The austerity plan aims to achieve fresh budget cuts of 30bn euros over three years - with the goal of cutting Greece's public deficit to less than 3% of GDP by 2014. It currently stands at 13.6%.

Measures include:

  • Scrapping bonus payments for public sector workers
  • Capping annual holiday bonuses and axing them for higher earners
  • Banning increases in public sector salaries and pensions for at least three years
  • Increasing VAT from 21% to 23%
  • Raising taxes on fuel, alcohol and tobacco by 10%
  • Taxing illegal construction

Finance Minister George Papaconstantinou said Greece had been called on to make a "basic choice between collapse or salvation".

"It is not going to be easy on Greek citizens, despite the efforts that have been made and will continue to be made to protect the weakest in society."

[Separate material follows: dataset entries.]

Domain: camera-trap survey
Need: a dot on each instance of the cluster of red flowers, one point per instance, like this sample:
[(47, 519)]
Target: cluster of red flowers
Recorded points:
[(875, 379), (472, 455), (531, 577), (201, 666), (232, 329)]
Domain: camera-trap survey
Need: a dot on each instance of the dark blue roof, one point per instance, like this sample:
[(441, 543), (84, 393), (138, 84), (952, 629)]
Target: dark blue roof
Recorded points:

New emergency legislation authorising the cuts and tax rises is now being drafted and is due to be put before parliament for approval by the end of the week.

However unions have vowed to fight the round of austerity measures. The third nationwide general strike in as many months is scheduled for Wednesday.

German Chancellor Angela Merkel said Greece's austerity plans were "very ambitious" and would spur other troubled eurozone members to do all they could to avoid the same fate.

"These countries can see that the path taken by Greece with the IMF is not an easy one. As a result they will do all they can to avoid this themselves," Mrs Merkel told the Bild am Sonntag newspaper.